37 |Ci Vuole Coraggio|
Dopo dieci ore di lungo viaggio avevamo raggiunto nuovamente New Orleans.
Avevo lasciato i ragazzi alle proprie case ed Harry mi aveva quasi supplicata di rimanere a casa sua, ma io non avevo l'umore adatto.
Pensavo solo a quello che Aydan mi aveva raccontato e pensai anche al perché lo avesse fatto, forse per avvertirmi? Le domande che avevo erano tante ed il dolore che sentivo era sia fisico che mentale, ero stanca, ero stanca dei casini in cui eravamo ed ero stanca del suo tenere ancora a Karen.
Ero stanca delle sue bugie, ero stanca, punto.
Entrata in casa mi feci una doccia calda e lavai via tutti i pensieri.

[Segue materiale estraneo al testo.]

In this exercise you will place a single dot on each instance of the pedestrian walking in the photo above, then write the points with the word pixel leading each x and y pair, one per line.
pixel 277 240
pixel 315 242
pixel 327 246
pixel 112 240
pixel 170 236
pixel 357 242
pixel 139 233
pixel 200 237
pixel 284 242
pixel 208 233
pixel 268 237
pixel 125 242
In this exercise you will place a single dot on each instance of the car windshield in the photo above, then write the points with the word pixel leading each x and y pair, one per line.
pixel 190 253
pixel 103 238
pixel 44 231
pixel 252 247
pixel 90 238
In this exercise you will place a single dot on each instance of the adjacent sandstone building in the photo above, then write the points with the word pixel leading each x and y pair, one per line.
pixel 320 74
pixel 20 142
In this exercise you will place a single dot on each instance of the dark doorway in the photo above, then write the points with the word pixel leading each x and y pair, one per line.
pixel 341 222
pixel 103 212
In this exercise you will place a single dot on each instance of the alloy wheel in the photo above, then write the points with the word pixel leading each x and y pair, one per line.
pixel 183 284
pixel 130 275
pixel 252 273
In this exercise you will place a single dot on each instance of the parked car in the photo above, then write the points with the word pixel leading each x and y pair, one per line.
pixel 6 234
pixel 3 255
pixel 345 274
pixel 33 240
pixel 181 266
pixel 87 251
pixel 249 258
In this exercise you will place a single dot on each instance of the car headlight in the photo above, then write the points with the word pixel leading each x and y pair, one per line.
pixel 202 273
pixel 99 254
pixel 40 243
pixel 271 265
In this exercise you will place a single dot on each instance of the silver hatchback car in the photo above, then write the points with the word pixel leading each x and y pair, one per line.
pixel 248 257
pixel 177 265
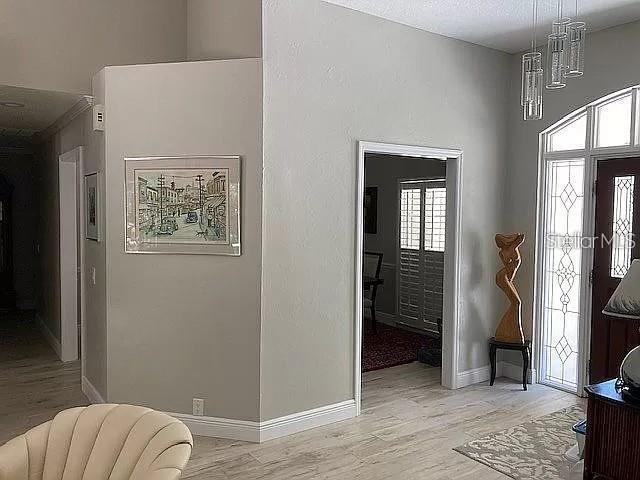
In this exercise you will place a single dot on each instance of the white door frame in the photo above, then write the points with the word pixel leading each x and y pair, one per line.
pixel 71 192
pixel 450 327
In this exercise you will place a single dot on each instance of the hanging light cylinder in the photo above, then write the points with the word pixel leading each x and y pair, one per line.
pixel 532 75
pixel 532 85
pixel 557 58
pixel 576 33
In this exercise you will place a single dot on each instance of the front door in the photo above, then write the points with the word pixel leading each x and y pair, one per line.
pixel 617 226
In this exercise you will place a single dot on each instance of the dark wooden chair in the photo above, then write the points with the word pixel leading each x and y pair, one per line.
pixel 372 264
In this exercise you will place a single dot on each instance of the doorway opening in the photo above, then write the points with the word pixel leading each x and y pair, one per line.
pixel 407 271
pixel 589 162
pixel 40 230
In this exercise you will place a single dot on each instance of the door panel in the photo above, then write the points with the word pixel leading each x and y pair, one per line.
pixel 617 223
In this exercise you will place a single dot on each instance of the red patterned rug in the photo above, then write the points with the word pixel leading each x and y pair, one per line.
pixel 391 346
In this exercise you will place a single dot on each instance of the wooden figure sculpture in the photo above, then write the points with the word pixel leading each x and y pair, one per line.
pixel 510 328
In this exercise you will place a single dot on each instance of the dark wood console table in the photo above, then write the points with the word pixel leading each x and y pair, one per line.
pixel 525 348
pixel 612 449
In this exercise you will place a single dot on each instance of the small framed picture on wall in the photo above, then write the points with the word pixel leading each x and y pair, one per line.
pixel 92 206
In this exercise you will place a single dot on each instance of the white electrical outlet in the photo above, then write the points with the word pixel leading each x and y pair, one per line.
pixel 198 407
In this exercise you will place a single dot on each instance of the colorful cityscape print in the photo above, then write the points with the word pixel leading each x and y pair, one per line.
pixel 182 206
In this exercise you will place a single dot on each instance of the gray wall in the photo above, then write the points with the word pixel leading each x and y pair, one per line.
pixel 18 168
pixel 223 29
pixel 95 257
pixel 384 171
pixel 613 63
pixel 59 45
pixel 48 204
pixel 184 326
pixel 332 77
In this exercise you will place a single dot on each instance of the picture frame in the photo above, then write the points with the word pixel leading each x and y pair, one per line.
pixel 183 205
pixel 92 206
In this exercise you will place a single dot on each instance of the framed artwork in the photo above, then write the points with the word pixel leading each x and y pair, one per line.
pixel 183 205
pixel 92 207
pixel 371 210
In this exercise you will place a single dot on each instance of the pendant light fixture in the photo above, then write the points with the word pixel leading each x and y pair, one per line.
pixel 532 76
pixel 557 62
pixel 576 33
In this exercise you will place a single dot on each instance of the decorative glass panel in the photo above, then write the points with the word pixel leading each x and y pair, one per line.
pixel 613 123
pixel 434 218
pixel 562 272
pixel 570 137
pixel 410 218
pixel 622 245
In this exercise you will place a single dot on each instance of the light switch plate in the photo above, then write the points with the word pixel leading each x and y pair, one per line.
pixel 198 407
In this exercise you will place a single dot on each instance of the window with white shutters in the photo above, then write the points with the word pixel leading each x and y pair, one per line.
pixel 421 252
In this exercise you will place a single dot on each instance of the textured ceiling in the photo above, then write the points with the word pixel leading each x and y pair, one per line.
pixel 41 109
pixel 501 24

Indossai il mio pigiama preferito e mi coricai a letto, lasciandomi indietro tutti i problemi. Stavo quasi per addormentarmi quando il mio telefono cominciò a vibrare, non mi alzai... Chiunque mi avesse chiamata avrebbe potuto aspettare fino al giorno seguente.
La mattina dopo mi svegliai riposata come non ero più stata da mesi interi. Capendo come io avessi bisogno anche dei miei spazi, stavo realizzando a poco a poco che non volevo più vivere così, amavo Harry ed amavo anche i miei amici ma ero arrivata al limite della sopportazione.

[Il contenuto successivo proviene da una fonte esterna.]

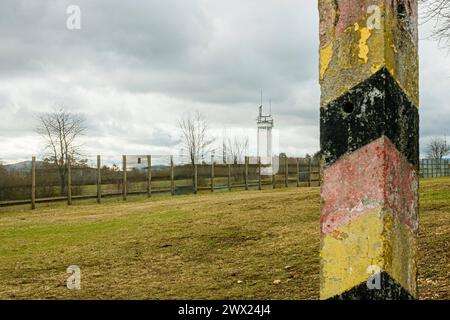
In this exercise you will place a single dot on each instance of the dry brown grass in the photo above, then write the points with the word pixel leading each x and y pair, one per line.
pixel 211 246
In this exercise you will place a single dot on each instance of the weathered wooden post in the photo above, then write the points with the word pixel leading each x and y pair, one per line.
pixel 370 147
pixel 172 177
pixel 149 176
pixel 212 173
pixel 99 179
pixel 69 181
pixel 124 178
pixel 33 183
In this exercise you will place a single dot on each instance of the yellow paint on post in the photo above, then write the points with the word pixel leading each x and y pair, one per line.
pixel 346 259
pixel 374 240
pixel 326 54
pixel 363 47
pixel 360 51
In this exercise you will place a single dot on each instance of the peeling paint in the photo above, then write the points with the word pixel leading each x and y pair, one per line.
pixel 326 54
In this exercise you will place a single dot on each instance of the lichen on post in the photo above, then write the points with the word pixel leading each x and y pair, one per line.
pixel 370 146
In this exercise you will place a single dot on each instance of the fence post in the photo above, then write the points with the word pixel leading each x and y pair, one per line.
pixel 69 181
pixel 286 172
pixel 246 173
pixel 99 179
pixel 172 177
pixel 212 173
pixel 195 178
pixel 149 175
pixel 229 177
pixel 33 183
pixel 124 182
pixel 309 171
pixel 259 174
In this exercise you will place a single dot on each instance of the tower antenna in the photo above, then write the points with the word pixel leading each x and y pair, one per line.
pixel 261 97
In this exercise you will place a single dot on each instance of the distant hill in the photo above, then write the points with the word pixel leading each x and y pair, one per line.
pixel 24 166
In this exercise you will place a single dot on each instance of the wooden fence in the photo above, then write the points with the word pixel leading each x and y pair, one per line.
pixel 151 175
pixel 431 168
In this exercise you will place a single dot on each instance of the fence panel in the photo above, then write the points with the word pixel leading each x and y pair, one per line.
pixel 84 178
pixel 15 182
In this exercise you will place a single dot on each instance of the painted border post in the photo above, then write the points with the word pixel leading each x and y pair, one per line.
pixel 172 177
pixel 33 183
pixel 124 178
pixel 69 181
pixel 246 173
pixel 274 179
pixel 286 172
pixel 259 174
pixel 369 136
pixel 149 176
pixel 195 178
pixel 99 179
pixel 229 176
pixel 310 172
pixel 212 173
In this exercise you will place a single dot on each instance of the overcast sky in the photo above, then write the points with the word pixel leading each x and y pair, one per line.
pixel 136 66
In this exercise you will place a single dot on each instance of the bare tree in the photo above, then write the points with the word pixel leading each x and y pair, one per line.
pixel 61 130
pixel 196 139
pixel 438 148
pixel 437 11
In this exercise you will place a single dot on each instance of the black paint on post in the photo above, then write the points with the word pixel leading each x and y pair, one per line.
pixel 380 108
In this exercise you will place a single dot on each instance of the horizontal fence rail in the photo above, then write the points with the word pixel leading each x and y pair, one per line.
pixel 43 181
pixel 432 168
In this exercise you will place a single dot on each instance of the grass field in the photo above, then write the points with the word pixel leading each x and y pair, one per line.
pixel 237 245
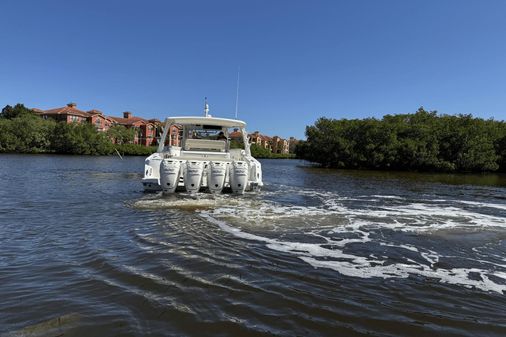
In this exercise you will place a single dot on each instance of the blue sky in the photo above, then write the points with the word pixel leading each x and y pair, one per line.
pixel 299 60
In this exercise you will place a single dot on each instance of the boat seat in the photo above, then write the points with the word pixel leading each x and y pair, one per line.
pixel 205 144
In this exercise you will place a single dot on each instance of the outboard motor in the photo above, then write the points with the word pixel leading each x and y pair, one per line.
pixel 216 172
pixel 239 172
pixel 193 175
pixel 169 175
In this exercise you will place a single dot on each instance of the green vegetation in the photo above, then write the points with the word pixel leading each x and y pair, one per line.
pixel 21 131
pixel 423 141
pixel 261 152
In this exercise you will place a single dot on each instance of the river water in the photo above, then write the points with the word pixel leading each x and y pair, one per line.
pixel 84 252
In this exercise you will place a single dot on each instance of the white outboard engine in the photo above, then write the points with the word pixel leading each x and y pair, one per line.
pixel 169 175
pixel 216 173
pixel 239 172
pixel 193 175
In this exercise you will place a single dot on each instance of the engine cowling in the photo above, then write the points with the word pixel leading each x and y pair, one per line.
pixel 193 175
pixel 169 175
pixel 216 174
pixel 238 172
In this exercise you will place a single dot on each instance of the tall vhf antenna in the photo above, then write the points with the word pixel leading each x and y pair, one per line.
pixel 237 92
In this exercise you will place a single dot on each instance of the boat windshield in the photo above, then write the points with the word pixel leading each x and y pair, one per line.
pixel 209 132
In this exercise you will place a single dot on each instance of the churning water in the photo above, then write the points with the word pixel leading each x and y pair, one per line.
pixel 84 252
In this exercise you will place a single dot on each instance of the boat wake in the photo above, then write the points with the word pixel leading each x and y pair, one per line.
pixel 379 236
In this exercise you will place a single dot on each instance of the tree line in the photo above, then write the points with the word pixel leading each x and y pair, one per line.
pixel 421 141
pixel 21 131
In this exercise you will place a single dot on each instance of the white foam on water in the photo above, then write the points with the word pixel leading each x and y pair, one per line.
pixel 357 227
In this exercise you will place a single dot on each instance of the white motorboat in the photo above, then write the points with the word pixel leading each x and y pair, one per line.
pixel 202 153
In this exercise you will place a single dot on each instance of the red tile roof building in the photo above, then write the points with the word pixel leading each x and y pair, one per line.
pixel 71 114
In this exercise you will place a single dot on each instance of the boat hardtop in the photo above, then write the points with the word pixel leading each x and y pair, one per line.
pixel 202 153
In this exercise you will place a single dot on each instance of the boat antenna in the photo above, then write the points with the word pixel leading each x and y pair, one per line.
pixel 237 92
pixel 206 107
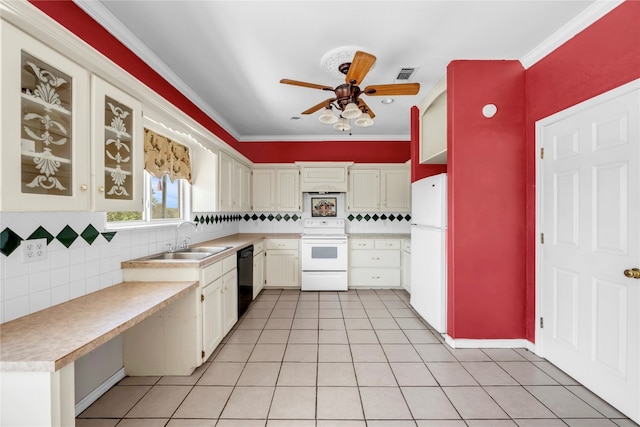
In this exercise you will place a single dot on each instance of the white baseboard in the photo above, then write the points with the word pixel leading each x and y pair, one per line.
pixel 99 391
pixel 506 343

Perché non potevo avere una vita normale? Perché non potevo uscire con il mio ragazzo senza aver paura che potesse capitare qualsiasi cosa da un momento all'altro? Perché Harry teneva ancora a Karen? Possibile che il sentimento di mancanza potesse essere più forte di quello dell'amore che diceva di portarmi? Dovevo cambiare qualcosa, perché è questo quello che dovrebbero fare tutti, se non vi sentite felici, cambiate.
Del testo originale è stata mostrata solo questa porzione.